Q & A with radiologist Dr Justin Roebert
Answers to the most frequently asked questions from our MSK Shoulder webinar held on Tuesday 24 August, 2021.
Q & A with radiologist Dr Justin Roebert
Answers to the most frequently asked questions from our MSK Shoulder webinar held on Tuesday 24 August, 2021.
Hydrodilatation
Can hydrodilatation of the shoulder increase range of movement, or reduce pain reliably?
Hydrodilatation usually reduces pain and increases range of movement. In those with more severe disease, more than one may be required. The initial one usually will only help with pain and the subsequent one will be more helpful in terms of movement.
When treating frozen shoulder is physiotherapy without CSI/hydrodilatation pointless and potentially harmful?
For moderate to severe frozen shoulder, hydrodilatation in concert with physiotherapy is best.
In mild form, anti-inflammatories and physiotherapy may suffice but response would need to be gauged.
Following hydrodilatation how soon do you suggest mobilising the joint to regain ROM?
Physiotherapy is recommended from days 3-5 post hydrodilatation.
Can hydrodilatation be performed by any radiologist?
Yes, but it depends on the expertise of the radiologist. Please contact your local I-MED Clinic to see if it's a service they offer.
When is the most appropriate timing for hydrodilatation when treating adhesive capsulitis?
There is no perfect time, we usually recommend when the diagnosis is made.
Steroid Injections
What is the best interval between steroid injections?

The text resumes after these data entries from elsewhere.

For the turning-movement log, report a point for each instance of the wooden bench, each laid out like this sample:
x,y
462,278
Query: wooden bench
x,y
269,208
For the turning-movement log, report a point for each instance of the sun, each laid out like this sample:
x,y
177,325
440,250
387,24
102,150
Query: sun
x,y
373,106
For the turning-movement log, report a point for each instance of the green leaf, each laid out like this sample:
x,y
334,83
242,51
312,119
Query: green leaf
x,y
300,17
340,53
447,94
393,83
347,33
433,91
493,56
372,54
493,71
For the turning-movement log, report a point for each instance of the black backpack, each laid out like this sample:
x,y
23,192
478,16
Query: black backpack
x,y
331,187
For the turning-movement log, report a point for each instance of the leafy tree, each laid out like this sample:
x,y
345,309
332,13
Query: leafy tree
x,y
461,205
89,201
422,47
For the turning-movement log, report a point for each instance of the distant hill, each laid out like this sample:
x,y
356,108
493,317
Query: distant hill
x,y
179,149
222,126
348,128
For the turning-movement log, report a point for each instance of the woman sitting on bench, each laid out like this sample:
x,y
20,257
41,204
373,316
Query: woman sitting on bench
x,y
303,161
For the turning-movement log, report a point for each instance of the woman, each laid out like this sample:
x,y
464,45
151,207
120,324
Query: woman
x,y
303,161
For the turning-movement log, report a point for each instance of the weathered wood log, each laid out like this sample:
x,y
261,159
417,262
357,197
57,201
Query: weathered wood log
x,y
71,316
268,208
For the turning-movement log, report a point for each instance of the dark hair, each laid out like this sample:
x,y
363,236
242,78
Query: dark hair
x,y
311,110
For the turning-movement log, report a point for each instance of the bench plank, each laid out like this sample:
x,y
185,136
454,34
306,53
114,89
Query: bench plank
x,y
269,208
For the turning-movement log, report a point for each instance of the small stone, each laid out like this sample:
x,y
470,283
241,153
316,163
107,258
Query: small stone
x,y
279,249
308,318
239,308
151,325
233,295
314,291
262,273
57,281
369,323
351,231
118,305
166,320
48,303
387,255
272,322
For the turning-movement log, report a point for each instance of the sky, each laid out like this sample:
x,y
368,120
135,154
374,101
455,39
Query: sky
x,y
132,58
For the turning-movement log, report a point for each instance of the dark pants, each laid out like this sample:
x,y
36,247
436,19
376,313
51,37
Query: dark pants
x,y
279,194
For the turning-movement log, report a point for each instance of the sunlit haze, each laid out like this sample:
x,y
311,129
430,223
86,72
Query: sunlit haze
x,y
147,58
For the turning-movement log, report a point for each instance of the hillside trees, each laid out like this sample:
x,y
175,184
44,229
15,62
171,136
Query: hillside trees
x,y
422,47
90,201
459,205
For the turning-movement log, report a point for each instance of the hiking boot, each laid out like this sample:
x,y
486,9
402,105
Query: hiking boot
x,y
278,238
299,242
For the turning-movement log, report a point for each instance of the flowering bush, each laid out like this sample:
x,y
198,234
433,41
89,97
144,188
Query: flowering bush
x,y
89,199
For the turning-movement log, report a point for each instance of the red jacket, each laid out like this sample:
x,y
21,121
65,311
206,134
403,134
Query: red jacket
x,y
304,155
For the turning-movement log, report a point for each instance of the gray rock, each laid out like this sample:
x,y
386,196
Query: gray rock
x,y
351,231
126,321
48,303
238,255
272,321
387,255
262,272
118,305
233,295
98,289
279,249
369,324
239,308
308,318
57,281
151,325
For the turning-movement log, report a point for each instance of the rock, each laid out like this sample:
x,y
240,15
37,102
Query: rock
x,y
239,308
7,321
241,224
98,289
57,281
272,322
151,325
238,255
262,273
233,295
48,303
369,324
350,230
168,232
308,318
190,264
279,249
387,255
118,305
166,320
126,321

This is dependent on the success of the first. It usually takes two weeks to get a response, if after one month there is no help, repeat. For a hydrodilatation with incomplete benefit, I would repeat it after two months.

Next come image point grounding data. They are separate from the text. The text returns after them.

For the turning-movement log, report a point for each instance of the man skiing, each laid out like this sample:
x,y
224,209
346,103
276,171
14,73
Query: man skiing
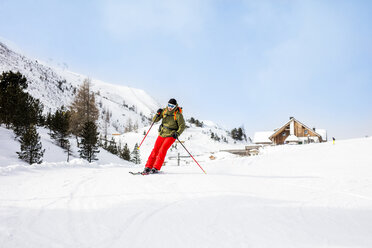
x,y
170,129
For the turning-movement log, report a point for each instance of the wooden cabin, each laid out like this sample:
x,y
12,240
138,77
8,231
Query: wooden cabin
x,y
295,132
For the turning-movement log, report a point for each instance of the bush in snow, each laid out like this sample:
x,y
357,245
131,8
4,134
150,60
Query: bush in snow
x,y
83,109
135,155
89,142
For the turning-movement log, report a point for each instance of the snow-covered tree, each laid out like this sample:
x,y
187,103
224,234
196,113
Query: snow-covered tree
x,y
89,142
135,155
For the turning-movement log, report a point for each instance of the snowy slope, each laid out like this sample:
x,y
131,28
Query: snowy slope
x,y
53,153
316,195
56,87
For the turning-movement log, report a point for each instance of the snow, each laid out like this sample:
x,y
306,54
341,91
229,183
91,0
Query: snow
x,y
315,195
292,138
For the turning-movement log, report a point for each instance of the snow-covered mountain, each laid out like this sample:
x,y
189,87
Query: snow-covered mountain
x,y
316,195
56,86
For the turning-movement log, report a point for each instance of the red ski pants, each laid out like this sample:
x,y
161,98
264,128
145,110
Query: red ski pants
x,y
157,156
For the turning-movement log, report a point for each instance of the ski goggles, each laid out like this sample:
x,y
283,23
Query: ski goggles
x,y
171,105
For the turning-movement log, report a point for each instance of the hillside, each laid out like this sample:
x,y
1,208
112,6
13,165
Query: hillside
x,y
56,86
316,195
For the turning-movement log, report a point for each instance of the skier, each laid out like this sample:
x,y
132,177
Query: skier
x,y
170,129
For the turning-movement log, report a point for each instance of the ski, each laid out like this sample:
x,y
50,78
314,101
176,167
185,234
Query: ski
x,y
144,173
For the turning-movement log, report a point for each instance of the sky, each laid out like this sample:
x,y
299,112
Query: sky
x,y
243,62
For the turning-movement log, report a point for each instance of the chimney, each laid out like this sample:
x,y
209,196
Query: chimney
x,y
291,125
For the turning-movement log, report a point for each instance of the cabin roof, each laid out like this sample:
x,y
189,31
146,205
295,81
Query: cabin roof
x,y
262,137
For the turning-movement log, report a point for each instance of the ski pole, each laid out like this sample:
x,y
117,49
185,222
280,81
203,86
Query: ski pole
x,y
191,156
146,135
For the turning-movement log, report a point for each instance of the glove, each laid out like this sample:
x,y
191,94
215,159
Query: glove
x,y
175,135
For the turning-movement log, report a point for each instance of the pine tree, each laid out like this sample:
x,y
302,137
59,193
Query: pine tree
x,y
89,142
135,155
31,148
83,109
125,153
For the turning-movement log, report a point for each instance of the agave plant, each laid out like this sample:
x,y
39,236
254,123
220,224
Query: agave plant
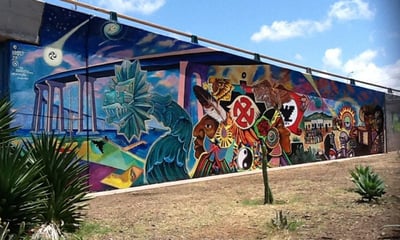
x,y
368,183
66,177
22,192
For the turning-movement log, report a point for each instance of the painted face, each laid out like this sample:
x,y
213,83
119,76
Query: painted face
x,y
245,158
206,127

Is it safe to inject steroid for a full thickness tear of the shoulder?
Yes, assuming the patient isn't going to have an operation in the short term, as some surgeons try and avoid injections near the time of surgery.
Does steroid or local anaesthetic make the tissue frail and is there any role for platelet rich plasma infusions (PRP)?

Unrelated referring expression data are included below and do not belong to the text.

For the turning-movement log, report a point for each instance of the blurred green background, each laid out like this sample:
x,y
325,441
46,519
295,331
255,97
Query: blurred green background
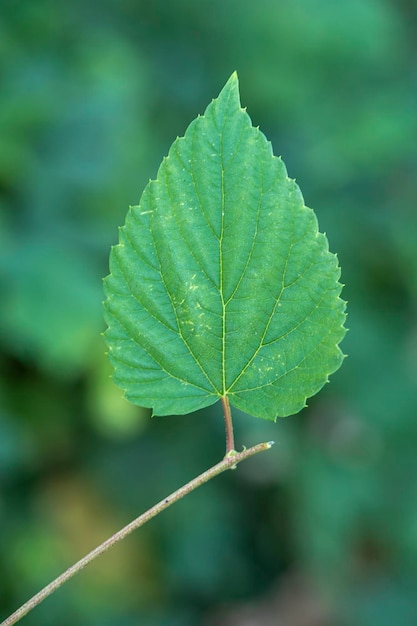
x,y
322,530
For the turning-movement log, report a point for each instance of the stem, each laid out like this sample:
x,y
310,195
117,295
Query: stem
x,y
230,442
227,463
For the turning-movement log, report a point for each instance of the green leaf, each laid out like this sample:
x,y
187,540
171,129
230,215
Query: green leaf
x,y
221,284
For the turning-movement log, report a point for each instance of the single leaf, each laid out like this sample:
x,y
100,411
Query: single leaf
x,y
221,284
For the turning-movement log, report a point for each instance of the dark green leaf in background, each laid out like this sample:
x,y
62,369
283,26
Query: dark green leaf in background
x,y
221,283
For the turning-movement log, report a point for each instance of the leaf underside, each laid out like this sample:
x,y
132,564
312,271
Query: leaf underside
x,y
221,284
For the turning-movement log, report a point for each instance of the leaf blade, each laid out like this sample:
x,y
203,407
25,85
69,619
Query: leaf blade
x,y
222,253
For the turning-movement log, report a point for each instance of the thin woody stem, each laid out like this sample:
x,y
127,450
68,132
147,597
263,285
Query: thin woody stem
x,y
227,463
230,441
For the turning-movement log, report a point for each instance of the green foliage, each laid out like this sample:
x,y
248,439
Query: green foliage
x,y
221,284
85,118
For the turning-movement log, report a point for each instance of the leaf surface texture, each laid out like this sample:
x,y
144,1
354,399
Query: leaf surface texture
x,y
221,283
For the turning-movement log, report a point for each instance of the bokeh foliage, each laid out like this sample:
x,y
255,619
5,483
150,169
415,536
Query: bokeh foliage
x,y
92,94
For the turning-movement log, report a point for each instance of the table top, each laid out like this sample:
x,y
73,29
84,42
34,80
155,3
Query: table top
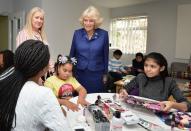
x,y
76,118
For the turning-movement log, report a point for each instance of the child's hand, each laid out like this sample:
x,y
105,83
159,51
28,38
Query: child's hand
x,y
82,102
166,105
72,106
123,93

In some cases, for tendinopathy/tendon tears yes, but we only perform them in rare circumstances at specialist request. There is no role for PRP for bursitis or capsulitis.
How many days after bursal injection should patients commence physiotherapy?
In the context of bursitis, day 10 onwards if they or their clinicians want it. It's not as important as physiotherapy post capsulitis but would be recommended for refractory bursitis.
While Injections can be beneficial to ease pain, I find it is the often the default option simply because a patient has some shoulder pain, and the ultrasound shows bursitis. What else should be considered to inject the bursae other than evidence of it on imaging?
Bursitis is very common but can often be asymptomatic and is often over-diagnosed. Not everyone with bursal thickening has true bursitis. Bursal thickening with impingement (painful arc clinically) is required to make the diagnosis of bursitis.
In a study, 96% of people without any shoulder pain or loss of function had tears, bursal thickening, and many other problems identified on imaging. In most cases, the findings of imaging investigations cannot tell you where your pain is coming from. Any comments?
Imaging findings always need to be correlated with the clinical picture. We often perform provocative maneuvers at the time of patient attendance to see if what we are seeing is a clinically relevant finding or not. Imaging characteristics can also usually be used to differentiate between acute or more chronic
When MRI detects adhesive capsulitis, can you identify how long it has likely been there?
It's hard to age on MRI. When there is capsular oedema and thickening it's usually less than four months in age, once the oedema has settled, it's usually older.